Per the report, Central Aguirre Sugar Company's return on investment (net profit/paid in capital) for the years between 1916 and 1921 was: 58%, 68%, 44%, 24%, 30% and 50%.  Total sales for the period ranged from $4.5 to $6.2 million except for 1920 when sales were an astonishing $17.5 million.  The one time event that resulted in so high 1920 sales is unbeknown to us at this time.

The sugar mill's location on the southern coast of the island with its own deep water dock on Jobos Bay , allowed for easy loading of the ships that transported sugar and molasses from Aguirre to the mainland USA, its main market.

In 1969 a Cuban conglomerate acquired Central Aguirre and its subsidiaries and began selling its lands, in 1870 The Govebnment of Puerto acquired all the assets from the Cubavn company and continued to operate Central Aguirre until 1990 when it ceased to operate for good.
A community town which still exists today, was created around the sugar mill during the first half of the 20th Century.  The hotel building is very similar to the one at ​ Guanica Central  which, as can be seen from the pictures on that page, has been well kept and is currently in use.  Also pictured are houses where the administrators lived, still occupied and in good condition.

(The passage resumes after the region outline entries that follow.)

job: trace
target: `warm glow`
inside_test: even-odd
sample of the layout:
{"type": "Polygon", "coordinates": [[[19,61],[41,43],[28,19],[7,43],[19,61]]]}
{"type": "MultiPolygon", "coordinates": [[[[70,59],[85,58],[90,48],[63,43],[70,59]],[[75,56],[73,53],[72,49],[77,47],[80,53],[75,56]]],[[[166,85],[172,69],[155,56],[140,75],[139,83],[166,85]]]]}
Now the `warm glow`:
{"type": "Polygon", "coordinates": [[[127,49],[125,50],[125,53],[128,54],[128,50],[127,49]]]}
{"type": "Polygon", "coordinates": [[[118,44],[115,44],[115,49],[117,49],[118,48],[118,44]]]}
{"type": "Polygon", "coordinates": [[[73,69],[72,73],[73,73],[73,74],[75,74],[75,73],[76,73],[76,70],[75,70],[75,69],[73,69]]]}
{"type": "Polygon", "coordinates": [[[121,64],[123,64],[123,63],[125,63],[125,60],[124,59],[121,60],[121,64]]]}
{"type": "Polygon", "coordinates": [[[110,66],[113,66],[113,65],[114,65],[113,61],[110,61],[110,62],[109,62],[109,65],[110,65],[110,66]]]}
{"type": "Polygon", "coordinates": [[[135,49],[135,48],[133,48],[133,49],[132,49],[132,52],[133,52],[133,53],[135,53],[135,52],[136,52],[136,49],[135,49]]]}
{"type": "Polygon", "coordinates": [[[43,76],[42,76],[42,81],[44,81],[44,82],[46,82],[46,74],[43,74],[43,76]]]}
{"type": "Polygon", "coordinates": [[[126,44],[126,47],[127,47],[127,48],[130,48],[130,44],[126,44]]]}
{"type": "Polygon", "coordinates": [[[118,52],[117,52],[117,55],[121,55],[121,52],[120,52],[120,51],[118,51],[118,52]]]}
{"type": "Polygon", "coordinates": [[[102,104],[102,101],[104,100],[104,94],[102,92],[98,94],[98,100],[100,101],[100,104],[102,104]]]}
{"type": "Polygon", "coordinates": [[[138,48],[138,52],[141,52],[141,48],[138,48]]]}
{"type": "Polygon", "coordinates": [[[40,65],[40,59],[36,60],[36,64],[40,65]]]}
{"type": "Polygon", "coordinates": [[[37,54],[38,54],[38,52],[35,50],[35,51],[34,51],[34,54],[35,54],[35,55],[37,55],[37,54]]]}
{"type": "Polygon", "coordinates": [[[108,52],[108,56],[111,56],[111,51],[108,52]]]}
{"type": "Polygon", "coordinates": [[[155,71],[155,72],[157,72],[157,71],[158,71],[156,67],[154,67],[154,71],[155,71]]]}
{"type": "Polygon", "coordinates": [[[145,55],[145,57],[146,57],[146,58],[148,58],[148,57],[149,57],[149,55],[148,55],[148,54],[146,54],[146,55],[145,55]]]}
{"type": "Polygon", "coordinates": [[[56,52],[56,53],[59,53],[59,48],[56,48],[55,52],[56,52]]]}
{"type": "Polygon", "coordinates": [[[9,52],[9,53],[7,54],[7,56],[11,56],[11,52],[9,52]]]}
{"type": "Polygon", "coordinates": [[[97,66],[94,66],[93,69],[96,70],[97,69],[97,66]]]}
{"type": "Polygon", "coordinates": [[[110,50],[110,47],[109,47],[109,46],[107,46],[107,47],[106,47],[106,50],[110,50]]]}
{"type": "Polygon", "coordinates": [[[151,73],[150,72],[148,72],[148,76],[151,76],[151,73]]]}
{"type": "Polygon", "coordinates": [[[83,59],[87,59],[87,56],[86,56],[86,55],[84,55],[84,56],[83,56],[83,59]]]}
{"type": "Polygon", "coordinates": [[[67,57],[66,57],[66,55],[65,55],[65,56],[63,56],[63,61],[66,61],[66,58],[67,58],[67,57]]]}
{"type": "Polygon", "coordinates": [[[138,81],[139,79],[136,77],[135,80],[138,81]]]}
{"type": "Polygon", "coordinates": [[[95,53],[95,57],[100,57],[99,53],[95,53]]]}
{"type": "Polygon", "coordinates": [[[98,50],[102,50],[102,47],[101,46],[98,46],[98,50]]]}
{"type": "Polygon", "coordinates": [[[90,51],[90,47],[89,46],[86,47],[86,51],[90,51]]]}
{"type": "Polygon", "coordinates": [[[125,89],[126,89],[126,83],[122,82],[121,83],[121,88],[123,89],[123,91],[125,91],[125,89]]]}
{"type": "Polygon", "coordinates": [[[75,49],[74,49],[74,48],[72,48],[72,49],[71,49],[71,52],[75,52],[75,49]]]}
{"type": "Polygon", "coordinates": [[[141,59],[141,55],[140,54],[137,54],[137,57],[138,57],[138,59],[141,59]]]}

The sugar mill and company town which comprise The Central Aguirre Historic District, were added to the National Register of Historic Places in 2002.  The document submitting the property is a lengthy and very interesting document with substantial information regarding the begining and history of Central Aguirre and the sugar industry in Puerto Rico as well.